Physical characteristics
- • location: Johnson Township, Crawford County, Indiana
- • coordinates: 38°18′57″N 86°36′51″W﻿ / ﻿38.3158333°N 86.6141667°W
- • elevation: 815 ft (248 m)
- • location: Confluence with the Ohio River at Troy, Indiana
- • coordinates: 37°59′55″N 86°48′34″W﻿ / ﻿37.9986111°N 86.8094444°W
- • elevation: 390 ft (120 m)
- Length: 50 mi (80 km)

Basin features
- Progression: Anderson River → Ohio → Mississippi → Gulf of Mexico
- GNIS ID: 450631

= Anderson River (Indiana) =

The Anderson River is a 50.4 mi tributary of the Ohio River in southern Indiana in the United States. Via the Ohio, it is part of the watershed of the Mississippi River.
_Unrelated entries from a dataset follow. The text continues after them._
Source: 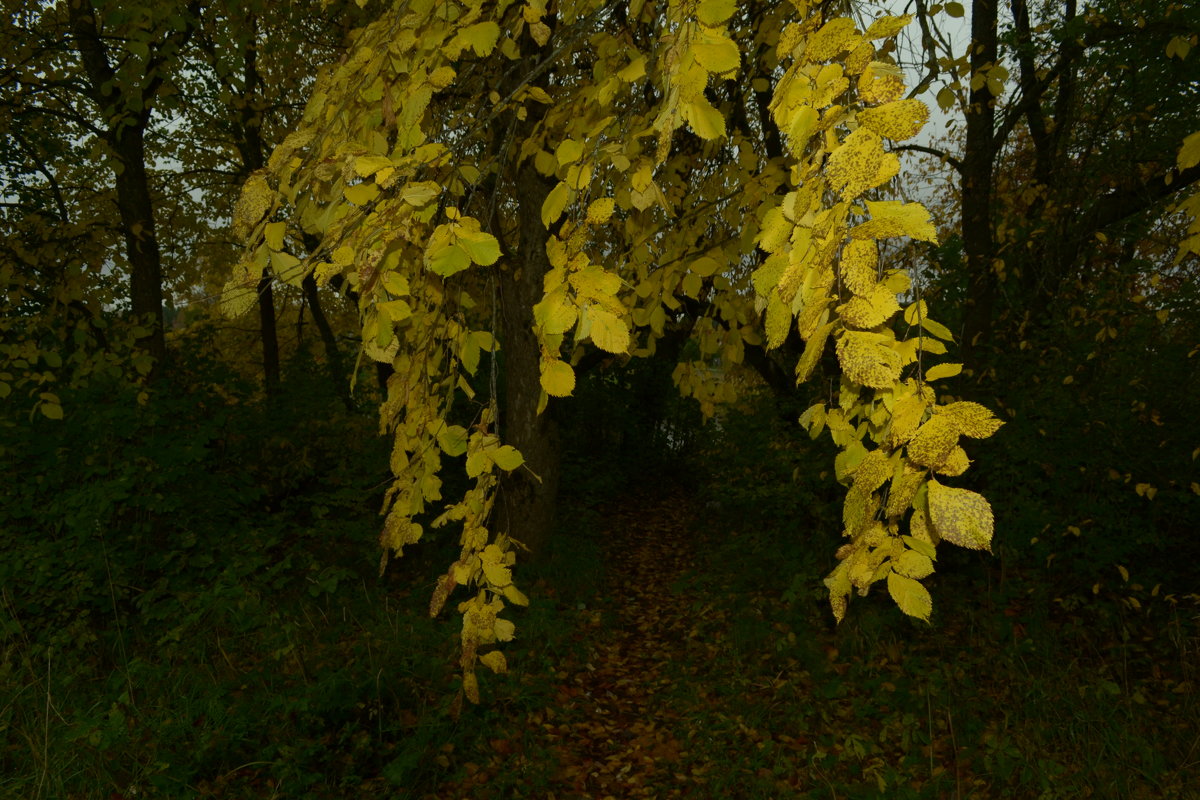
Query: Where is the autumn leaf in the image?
[929,480,994,551]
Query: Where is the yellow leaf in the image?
[494,619,517,642]
[504,583,529,606]
[462,672,479,705]
[892,542,934,581]
[888,572,934,622]
[854,450,892,492]
[233,172,275,239]
[935,401,1004,439]
[696,0,737,26]
[908,414,959,468]
[929,479,995,551]
[457,20,500,55]
[691,31,742,74]
[438,425,467,456]
[484,560,512,589]
[863,14,912,40]
[684,95,725,140]
[479,652,509,673]
[796,320,838,385]
[588,197,616,225]
[554,139,583,167]
[888,395,925,447]
[934,447,971,477]
[766,291,792,350]
[588,306,629,354]
[1176,131,1200,170]
[850,200,937,245]
[838,284,900,330]
[492,445,524,473]
[263,222,288,249]
[455,221,500,266]
[400,181,442,207]
[541,359,575,397]
[688,255,721,278]
[838,331,904,389]
[221,275,258,319]
[342,184,379,205]
[858,100,929,142]
[541,181,570,228]
[838,239,878,296]
[533,288,578,336]
[271,252,307,287]
[826,127,883,199]
[354,156,395,178]
[804,17,858,61]
[925,363,962,380]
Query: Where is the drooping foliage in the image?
[223,0,1000,700]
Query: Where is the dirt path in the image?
[438,492,702,800]
[542,494,692,798]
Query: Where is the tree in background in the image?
[224,0,1000,700]
[901,1,1200,587]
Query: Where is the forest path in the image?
[437,489,708,800]
[525,492,695,798]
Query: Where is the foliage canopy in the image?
[223,0,1000,700]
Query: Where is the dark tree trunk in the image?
[258,271,280,395]
[67,0,169,362]
[302,272,349,398]
[962,0,998,368]
[496,163,560,558]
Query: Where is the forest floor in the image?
[0,479,1200,800]
[424,491,1200,800]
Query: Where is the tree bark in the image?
[258,271,280,395]
[496,162,560,559]
[962,0,998,368]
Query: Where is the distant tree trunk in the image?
[258,270,280,395]
[67,0,167,362]
[496,162,560,558]
[962,0,997,367]
[302,273,349,397]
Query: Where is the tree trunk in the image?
[962,0,998,368]
[302,272,349,398]
[108,121,167,362]
[67,0,171,362]
[496,163,560,559]
[258,270,280,395]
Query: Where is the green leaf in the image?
[888,572,934,622]
[1176,131,1200,170]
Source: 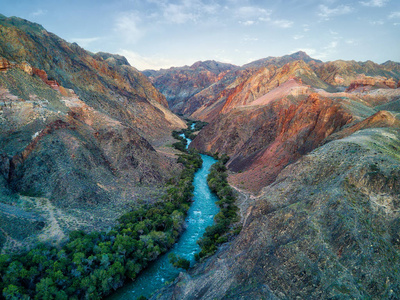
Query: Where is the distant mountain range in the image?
[0,16,186,253]
[0,15,400,299]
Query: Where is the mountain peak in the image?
[94,52,130,66]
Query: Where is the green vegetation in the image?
[168,253,190,270]
[195,154,241,260]
[0,125,202,299]
[172,120,208,143]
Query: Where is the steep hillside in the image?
[143,61,237,115]
[188,56,400,193]
[152,128,400,299]
[0,16,186,251]
[148,53,400,299]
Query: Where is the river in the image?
[108,130,219,300]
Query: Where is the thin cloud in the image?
[148,0,221,24]
[239,20,255,26]
[69,37,100,48]
[293,34,304,40]
[272,20,293,28]
[360,0,389,7]
[114,11,144,43]
[389,11,400,19]
[317,4,353,20]
[369,20,385,25]
[30,9,47,18]
[118,49,188,71]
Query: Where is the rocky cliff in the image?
[184,57,400,192]
[0,16,186,251]
[147,54,400,299]
[152,128,400,299]
[143,61,237,115]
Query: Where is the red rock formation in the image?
[326,110,400,142]
[191,94,352,192]
[0,57,12,71]
[346,74,396,92]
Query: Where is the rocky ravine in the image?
[0,15,186,252]
[153,128,400,299]
[148,55,400,299]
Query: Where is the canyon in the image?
[0,15,400,299]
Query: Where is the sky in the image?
[0,0,400,70]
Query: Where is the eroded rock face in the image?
[152,128,400,299]
[346,75,397,92]
[143,61,237,114]
[0,16,186,253]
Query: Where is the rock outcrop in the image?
[152,128,400,299]
[0,15,186,252]
[191,94,352,192]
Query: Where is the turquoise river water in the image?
[108,135,219,300]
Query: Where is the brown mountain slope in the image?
[191,94,352,192]
[152,128,400,299]
[143,61,237,114]
[0,16,184,139]
[0,16,186,251]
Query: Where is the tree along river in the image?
[108,135,219,299]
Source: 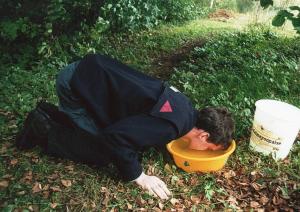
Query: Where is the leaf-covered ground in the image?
[0,15,300,211]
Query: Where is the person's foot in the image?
[16,107,52,150]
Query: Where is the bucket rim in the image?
[255,99,300,125]
[167,139,236,162]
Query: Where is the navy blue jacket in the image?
[70,54,197,180]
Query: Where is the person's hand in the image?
[133,172,171,199]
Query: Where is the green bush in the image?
[171,31,300,136]
[236,0,255,13]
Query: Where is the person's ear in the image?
[198,130,209,141]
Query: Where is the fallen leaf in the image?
[272,196,284,205]
[102,196,109,207]
[127,203,132,210]
[43,191,50,199]
[43,184,50,191]
[50,186,61,192]
[91,201,96,208]
[0,180,9,188]
[224,170,236,179]
[47,173,59,180]
[50,203,57,209]
[189,177,198,186]
[259,196,269,205]
[0,146,7,154]
[158,202,164,210]
[100,187,109,193]
[17,191,26,196]
[164,163,173,174]
[61,180,72,187]
[170,198,179,205]
[227,196,238,206]
[32,182,42,193]
[28,205,40,212]
[65,165,74,171]
[152,207,162,212]
[250,171,256,176]
[31,157,39,163]
[251,183,262,191]
[2,174,12,179]
[191,195,200,205]
[10,159,18,166]
[69,199,78,205]
[136,197,146,207]
[250,201,260,208]
[148,199,154,205]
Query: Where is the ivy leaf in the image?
[260,0,273,9]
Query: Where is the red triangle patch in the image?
[159,100,173,112]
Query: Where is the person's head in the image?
[181,107,234,150]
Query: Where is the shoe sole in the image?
[16,111,36,150]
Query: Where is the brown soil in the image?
[150,38,206,80]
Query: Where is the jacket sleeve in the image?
[102,114,177,181]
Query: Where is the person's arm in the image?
[103,114,176,199]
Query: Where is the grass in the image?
[0,14,300,211]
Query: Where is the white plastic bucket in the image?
[250,99,300,160]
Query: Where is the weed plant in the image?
[170,30,300,137]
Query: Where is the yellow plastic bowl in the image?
[167,140,236,172]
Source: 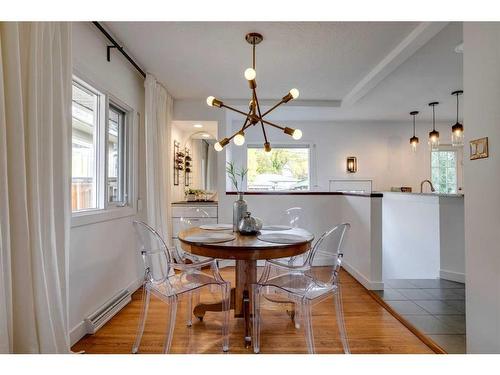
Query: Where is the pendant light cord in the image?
[252,43,255,70]
[432,105,436,131]
[413,115,415,137]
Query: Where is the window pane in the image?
[71,83,99,211]
[247,147,309,190]
[107,106,126,202]
[431,150,457,194]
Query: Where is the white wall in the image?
[382,193,440,280]
[228,122,461,192]
[464,22,500,353]
[69,22,145,342]
[439,196,465,283]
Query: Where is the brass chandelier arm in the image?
[252,89,269,143]
[262,99,284,117]
[221,104,285,130]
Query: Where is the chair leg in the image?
[132,287,150,354]
[252,285,261,353]
[301,301,315,354]
[186,292,193,327]
[163,296,177,354]
[293,303,301,329]
[333,285,351,354]
[220,283,231,352]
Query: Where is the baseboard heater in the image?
[85,289,132,334]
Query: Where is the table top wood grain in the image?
[179,227,314,260]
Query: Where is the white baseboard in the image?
[439,270,465,283]
[69,278,143,346]
[342,261,384,290]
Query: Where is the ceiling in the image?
[102,22,462,122]
[172,121,217,139]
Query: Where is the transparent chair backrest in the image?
[133,221,171,283]
[306,223,351,284]
[280,207,303,228]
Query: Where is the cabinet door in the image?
[172,217,217,238]
[172,206,217,218]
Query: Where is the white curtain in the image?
[0,22,72,353]
[144,74,173,243]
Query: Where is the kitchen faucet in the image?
[420,180,436,193]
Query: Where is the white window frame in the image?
[71,73,139,227]
[242,142,316,193]
[105,97,131,207]
[429,144,460,194]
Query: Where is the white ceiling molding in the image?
[342,22,448,106]
[222,99,342,108]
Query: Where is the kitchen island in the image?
[382,192,465,282]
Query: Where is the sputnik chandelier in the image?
[207,33,302,152]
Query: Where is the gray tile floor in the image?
[375,279,466,354]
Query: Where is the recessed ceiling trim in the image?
[342,22,448,106]
[223,99,342,108]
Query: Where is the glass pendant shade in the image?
[429,102,439,149]
[410,136,418,152]
[214,142,222,152]
[451,122,464,147]
[451,90,464,147]
[410,111,418,152]
[429,130,439,148]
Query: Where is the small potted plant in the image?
[184,188,198,202]
[226,162,248,232]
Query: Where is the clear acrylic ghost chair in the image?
[270,207,308,329]
[174,207,218,327]
[132,221,231,353]
[174,207,210,263]
[253,223,350,353]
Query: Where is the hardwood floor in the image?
[72,267,433,354]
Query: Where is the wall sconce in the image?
[347,156,358,173]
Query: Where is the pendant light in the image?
[207,33,302,152]
[429,102,439,148]
[451,90,464,147]
[410,111,418,152]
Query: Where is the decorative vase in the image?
[233,193,248,232]
[238,212,262,235]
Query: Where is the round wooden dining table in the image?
[178,227,314,347]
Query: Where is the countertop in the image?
[172,201,219,206]
[383,191,464,198]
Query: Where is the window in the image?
[71,80,132,212]
[71,82,100,211]
[107,105,127,203]
[431,147,457,194]
[247,145,310,190]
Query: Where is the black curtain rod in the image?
[92,21,146,77]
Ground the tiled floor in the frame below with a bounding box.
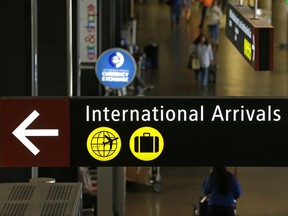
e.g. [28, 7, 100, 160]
[126, 0, 288, 216]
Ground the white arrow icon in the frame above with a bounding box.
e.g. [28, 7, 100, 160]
[12, 110, 59, 155]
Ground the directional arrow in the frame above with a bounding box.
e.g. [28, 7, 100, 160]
[12, 110, 59, 156]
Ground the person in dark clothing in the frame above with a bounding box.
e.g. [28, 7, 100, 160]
[202, 167, 242, 216]
[78, 167, 98, 216]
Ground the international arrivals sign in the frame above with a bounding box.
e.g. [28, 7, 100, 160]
[225, 2, 274, 71]
[0, 97, 288, 167]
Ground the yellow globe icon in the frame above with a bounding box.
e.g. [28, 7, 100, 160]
[87, 127, 121, 161]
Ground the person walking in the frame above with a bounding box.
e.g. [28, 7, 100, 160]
[190, 33, 213, 88]
[202, 167, 242, 216]
[183, 0, 191, 22]
[199, 0, 213, 31]
[206, 0, 223, 50]
[169, 0, 183, 27]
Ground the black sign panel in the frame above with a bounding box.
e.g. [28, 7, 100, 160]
[70, 98, 288, 166]
[226, 2, 274, 71]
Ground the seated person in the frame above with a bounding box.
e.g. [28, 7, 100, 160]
[79, 167, 97, 215]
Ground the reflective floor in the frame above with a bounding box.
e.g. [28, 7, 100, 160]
[126, 0, 288, 216]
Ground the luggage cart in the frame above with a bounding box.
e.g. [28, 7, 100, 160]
[126, 167, 163, 193]
[193, 196, 238, 216]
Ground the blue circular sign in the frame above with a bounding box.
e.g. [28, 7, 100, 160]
[96, 48, 137, 89]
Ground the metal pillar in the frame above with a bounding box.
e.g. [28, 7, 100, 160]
[272, 0, 288, 46]
[31, 0, 38, 178]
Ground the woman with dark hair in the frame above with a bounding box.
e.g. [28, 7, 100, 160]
[189, 33, 214, 88]
[203, 167, 242, 216]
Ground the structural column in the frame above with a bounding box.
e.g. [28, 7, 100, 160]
[258, 0, 272, 11]
[272, 0, 288, 46]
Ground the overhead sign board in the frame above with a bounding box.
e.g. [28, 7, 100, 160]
[77, 0, 98, 63]
[0, 98, 70, 167]
[0, 97, 288, 167]
[225, 2, 274, 71]
[96, 48, 137, 89]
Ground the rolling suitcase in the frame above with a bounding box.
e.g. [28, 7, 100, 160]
[134, 133, 159, 153]
[144, 44, 159, 69]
The Anderson rises in western Crawford County in the Hoosier National Forest and flows generally southwardly through southeastern Dubois County and along the common boundary of Perry and Spencer counties, east of the town of Saint Meinrad. It joins the Ohio River just downstream of the town of Troy.

Near its mouth it collects the Middle Fork Anderson River, which flows for its entire length in Perry County.